Delivered to the LB&B at Bath, the car made its first trip from the Shipbuilding City to Lewiston on May 13, 1899 and carried a party of company officials and invited guests. The Lewiston Evening Journal of that day said passengers reported that the car "ran like a boat, without a jar and with a bird-like velocity." Like the City of Manchester, it was available for charter by private parties and one of these was aboard on July 10, 1900 when the Merrymeeting ran away on Main Street, Lewiston, after its brakes failed. As it moved downgrade, its speed steadily increased and when it hit a switch at the north end of the North Bridge across the Androscoggin River, it split the switch and continued broadside across the span to Court Street, Auburn, where it finally halted. There were no injuries to any of the passengers and no collisions with other vehicles and once the brakes had .been repaired at the LB & B's Lewiston car house, the special party continued to its destination.

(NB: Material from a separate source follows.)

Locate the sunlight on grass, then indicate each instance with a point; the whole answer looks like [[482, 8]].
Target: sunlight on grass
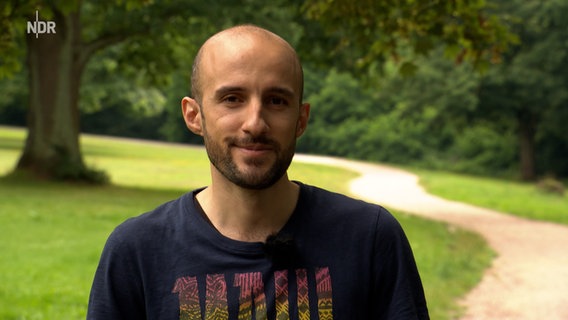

By the end of the 19th Century, the carriage business was beginning to decline and in 1900 the Briggs Carriage Company started building bodies for the Locomobile Company of Bridgeport, Conn., which had begun producing steam propelled automobiles in 1899. After a strike beginning on January 1, 1903 and lasting three months, Briggs officials formally decided to halt streetcar production (they had no orders anyway) and to concentrate on automobile bodies and horse-drawn wagons.
This concludes of all the information that I was able to find about street cars and street car railways that were pertinent to the city of Amesbury. If any of this material is useful to your research, please feel free to use it.